The fields, managed by Mekorot, Israel’s national water company, are the final treatment phase. They are flooded with wastewater that eventually sinks through nearly 100 feet of sand, a filtration process that takes 400 days. At the end of the complex procedure, the water is pumped out
Recently the company began to develop advanced methods of purifying the sewage before recharging it into the sand. This became necessary as despite the benefits of the current purification process, it was discovered that when the wastewater is recharged into the ground after undergoing primary purification, it damages the soil that it reaches before it hits the sand. As a result of that damage, experts looked at new ways to purify the wastewater, which are not easy to find in densely populated areas.
Today the purified water from Shafdan is almost equal in quality to drinking water, and is used for irrigation in the Negev. The plant is also energy self-sufficient.
Sorek Desalination plant
Until, 2004 Israel relied entirely on groundwater and rain, but today it has four seawater desalination plants running; Sorek being the largest. Desalination plants account for 40 percent of Israel’s water supply.
Located 15 kilometres from Tel Aviv, the Sorek desalination plant, built by IDE Technologies in 2013 for the Israeli government is the country’s largest desalination facility. At full capacity, the Sorek plant produces 627,000 cubic meters of water of desalinated water on a daily basis.
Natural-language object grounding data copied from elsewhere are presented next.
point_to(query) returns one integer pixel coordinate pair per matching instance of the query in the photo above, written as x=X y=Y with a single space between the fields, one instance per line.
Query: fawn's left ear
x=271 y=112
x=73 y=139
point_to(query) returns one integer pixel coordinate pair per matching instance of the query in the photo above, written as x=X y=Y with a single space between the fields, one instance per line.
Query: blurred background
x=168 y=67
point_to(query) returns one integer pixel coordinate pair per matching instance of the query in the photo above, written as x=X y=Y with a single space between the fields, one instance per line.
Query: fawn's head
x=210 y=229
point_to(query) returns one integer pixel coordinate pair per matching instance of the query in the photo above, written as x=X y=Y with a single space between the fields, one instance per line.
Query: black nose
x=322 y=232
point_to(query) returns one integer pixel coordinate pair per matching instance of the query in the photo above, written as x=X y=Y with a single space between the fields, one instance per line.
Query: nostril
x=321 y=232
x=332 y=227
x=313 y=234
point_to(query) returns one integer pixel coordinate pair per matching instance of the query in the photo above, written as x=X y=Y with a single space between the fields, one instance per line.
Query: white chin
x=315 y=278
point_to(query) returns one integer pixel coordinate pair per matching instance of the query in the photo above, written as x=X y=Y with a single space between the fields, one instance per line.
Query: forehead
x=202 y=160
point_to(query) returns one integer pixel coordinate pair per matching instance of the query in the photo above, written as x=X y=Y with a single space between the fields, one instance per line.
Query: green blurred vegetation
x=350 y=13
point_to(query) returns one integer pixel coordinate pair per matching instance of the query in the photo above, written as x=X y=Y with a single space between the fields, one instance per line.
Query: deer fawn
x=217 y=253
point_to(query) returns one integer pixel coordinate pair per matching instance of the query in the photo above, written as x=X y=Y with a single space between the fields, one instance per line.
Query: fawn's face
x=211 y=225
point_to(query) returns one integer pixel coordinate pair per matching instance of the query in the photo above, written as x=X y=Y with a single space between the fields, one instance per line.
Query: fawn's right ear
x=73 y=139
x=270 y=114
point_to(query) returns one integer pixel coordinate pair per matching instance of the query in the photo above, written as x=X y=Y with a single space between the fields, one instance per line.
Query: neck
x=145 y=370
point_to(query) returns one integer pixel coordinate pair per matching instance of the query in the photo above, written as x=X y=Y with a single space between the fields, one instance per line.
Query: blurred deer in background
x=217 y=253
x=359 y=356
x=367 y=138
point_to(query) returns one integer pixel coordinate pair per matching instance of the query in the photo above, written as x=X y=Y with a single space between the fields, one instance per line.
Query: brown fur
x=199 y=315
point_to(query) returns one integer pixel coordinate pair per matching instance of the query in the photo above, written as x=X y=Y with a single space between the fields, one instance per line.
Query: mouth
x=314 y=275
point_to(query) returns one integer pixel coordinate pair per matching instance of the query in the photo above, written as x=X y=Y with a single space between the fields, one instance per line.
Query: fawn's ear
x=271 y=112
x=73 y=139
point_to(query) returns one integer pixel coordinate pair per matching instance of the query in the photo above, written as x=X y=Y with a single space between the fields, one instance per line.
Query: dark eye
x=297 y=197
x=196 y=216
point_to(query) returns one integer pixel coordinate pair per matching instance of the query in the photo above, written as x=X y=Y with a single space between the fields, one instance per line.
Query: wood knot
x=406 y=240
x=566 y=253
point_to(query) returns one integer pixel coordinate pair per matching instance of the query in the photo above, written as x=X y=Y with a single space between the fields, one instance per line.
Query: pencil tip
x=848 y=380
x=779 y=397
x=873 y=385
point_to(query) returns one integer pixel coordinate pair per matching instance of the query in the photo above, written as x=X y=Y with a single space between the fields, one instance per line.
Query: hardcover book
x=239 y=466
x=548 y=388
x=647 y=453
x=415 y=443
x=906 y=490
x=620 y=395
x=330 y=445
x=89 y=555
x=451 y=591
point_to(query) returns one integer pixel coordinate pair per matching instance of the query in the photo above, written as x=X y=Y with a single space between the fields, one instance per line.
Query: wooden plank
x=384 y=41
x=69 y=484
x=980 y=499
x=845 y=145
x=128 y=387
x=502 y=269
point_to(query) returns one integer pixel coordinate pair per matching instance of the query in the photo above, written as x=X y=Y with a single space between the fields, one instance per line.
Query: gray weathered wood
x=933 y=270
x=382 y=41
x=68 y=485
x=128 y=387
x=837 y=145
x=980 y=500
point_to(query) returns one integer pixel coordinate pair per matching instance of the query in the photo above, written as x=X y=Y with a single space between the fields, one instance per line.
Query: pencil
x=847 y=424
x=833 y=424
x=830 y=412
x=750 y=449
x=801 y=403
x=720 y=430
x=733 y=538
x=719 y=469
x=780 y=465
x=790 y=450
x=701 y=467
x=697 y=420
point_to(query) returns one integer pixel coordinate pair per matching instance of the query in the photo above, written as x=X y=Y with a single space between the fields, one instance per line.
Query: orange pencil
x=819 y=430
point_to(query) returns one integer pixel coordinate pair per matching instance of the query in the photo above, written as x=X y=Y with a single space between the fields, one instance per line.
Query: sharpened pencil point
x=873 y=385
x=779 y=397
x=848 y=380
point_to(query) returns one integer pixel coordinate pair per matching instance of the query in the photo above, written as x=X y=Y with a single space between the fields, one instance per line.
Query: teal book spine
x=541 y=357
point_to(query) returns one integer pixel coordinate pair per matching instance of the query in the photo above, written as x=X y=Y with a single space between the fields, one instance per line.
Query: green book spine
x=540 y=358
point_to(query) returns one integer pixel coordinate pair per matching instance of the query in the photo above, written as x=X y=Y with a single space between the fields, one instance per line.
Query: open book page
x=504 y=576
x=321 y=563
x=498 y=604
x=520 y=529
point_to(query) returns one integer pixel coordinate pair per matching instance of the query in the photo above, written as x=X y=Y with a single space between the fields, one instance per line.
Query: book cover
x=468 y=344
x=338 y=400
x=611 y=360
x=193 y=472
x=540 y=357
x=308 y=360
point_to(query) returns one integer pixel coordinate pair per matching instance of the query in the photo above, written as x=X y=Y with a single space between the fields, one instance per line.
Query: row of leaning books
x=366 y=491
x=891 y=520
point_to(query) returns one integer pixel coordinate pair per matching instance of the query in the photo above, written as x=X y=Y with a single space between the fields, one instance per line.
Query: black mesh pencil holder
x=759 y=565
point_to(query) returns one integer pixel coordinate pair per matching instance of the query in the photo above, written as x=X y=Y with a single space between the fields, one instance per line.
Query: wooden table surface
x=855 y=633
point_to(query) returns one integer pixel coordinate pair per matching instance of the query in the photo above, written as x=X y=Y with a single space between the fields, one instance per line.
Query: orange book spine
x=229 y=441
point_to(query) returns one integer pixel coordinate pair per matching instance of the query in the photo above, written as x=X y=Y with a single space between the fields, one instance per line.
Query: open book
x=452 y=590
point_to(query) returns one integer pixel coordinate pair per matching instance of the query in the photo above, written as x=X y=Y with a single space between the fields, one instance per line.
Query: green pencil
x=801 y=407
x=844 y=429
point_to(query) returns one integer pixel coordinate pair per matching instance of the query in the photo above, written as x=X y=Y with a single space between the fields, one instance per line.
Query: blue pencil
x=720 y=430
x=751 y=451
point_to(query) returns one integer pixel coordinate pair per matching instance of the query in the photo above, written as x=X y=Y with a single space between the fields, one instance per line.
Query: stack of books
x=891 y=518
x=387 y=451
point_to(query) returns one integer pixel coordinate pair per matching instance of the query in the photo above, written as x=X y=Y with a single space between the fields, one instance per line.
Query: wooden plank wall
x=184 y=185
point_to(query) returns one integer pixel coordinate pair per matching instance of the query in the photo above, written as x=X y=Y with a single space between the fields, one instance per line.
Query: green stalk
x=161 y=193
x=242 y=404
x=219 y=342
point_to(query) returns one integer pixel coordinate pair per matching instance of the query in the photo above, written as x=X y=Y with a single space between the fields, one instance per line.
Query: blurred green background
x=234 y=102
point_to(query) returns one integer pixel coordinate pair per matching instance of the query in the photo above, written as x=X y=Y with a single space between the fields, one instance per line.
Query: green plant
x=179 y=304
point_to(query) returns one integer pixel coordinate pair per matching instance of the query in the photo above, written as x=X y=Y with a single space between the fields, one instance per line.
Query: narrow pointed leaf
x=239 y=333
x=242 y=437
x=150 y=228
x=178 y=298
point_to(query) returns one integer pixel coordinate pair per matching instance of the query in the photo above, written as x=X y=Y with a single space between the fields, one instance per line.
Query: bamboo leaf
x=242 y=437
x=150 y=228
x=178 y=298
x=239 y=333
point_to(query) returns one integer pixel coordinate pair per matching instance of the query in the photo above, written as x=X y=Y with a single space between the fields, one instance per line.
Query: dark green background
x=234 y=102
Sorek uses the conventional reverse osmosis technology for desalination but due to engineering and materials advances, it produces clean water from the sea cheaply and at a scale never before achieved.
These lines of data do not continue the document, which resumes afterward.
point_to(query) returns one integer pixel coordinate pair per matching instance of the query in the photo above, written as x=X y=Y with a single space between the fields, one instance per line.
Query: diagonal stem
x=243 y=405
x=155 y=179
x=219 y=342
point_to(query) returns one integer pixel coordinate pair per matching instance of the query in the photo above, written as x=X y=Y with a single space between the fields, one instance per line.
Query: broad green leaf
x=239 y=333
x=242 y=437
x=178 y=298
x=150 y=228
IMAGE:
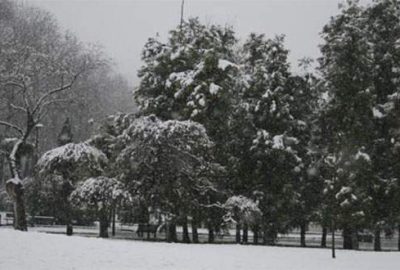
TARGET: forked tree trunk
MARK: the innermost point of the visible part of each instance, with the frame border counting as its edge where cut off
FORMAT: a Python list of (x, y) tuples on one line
[(323, 238), (377, 240), (303, 228), (195, 235), (185, 236), (15, 189)]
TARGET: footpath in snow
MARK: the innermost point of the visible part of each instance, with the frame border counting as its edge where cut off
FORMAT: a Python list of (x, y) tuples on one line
[(40, 251)]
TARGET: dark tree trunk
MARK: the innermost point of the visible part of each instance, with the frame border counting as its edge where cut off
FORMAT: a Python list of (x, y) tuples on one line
[(323, 238), (19, 211), (238, 227), (211, 236), (303, 228), (255, 235), (195, 235), (347, 238), (270, 236), (1, 168), (245, 233), (171, 232), (103, 225), (15, 189), (377, 240), (185, 237), (113, 222), (333, 229), (398, 240)]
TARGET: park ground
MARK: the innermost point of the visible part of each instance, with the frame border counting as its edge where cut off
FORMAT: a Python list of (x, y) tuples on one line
[(42, 251)]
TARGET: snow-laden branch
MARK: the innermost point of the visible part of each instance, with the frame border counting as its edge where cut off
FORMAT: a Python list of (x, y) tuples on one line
[(16, 128)]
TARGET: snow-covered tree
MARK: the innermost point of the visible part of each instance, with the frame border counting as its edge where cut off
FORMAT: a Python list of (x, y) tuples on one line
[(99, 194), (37, 66), (60, 169), (169, 165), (268, 99), (244, 212), (360, 66)]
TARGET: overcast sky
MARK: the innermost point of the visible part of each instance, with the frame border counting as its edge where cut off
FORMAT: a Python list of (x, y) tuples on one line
[(123, 26)]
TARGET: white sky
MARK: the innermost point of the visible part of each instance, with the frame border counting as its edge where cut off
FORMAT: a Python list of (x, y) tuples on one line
[(123, 26)]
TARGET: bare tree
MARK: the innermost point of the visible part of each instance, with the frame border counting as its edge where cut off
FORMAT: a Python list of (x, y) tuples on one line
[(38, 65)]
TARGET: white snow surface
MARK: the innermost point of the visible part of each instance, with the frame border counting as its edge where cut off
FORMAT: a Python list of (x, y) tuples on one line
[(214, 88), (38, 251)]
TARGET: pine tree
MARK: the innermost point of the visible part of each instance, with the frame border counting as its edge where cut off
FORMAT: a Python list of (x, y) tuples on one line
[(360, 68)]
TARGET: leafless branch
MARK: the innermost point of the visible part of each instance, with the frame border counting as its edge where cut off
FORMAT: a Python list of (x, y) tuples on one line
[(42, 100), (16, 128), (16, 107)]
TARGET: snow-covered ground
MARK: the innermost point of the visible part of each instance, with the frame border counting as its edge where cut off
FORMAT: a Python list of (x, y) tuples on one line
[(34, 251)]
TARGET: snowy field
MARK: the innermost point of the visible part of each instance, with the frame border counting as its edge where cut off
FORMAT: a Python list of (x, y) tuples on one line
[(34, 251)]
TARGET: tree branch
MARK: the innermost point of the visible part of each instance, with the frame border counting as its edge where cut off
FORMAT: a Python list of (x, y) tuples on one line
[(16, 128), (54, 91)]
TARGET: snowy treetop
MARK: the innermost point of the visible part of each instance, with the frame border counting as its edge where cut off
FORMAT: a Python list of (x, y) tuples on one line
[(79, 154)]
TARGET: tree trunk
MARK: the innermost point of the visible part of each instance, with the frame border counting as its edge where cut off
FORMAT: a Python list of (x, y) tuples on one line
[(113, 221), (238, 228), (15, 189), (323, 238), (171, 233), (185, 236), (377, 240), (333, 239), (103, 225), (270, 236), (211, 236), (195, 235), (255, 235), (398, 240), (347, 238), (303, 228), (245, 233)]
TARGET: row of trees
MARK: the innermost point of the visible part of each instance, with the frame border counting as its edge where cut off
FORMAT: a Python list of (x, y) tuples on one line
[(312, 147), (226, 132)]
The plant is fitted with pressure tubes that are 16 inches in diameter rather than eight inches. This allows more capacity, needs only a fourth as much piping and other hardware, slashing costs.
The plant also has highly efficient pumps and energy recovery devices. “This is indeed the latest technology and allows one of the cheapest methods of potable water generation from seawater desalination in the world”, explains Udi Tirosh, the business development director at IDE Technologies.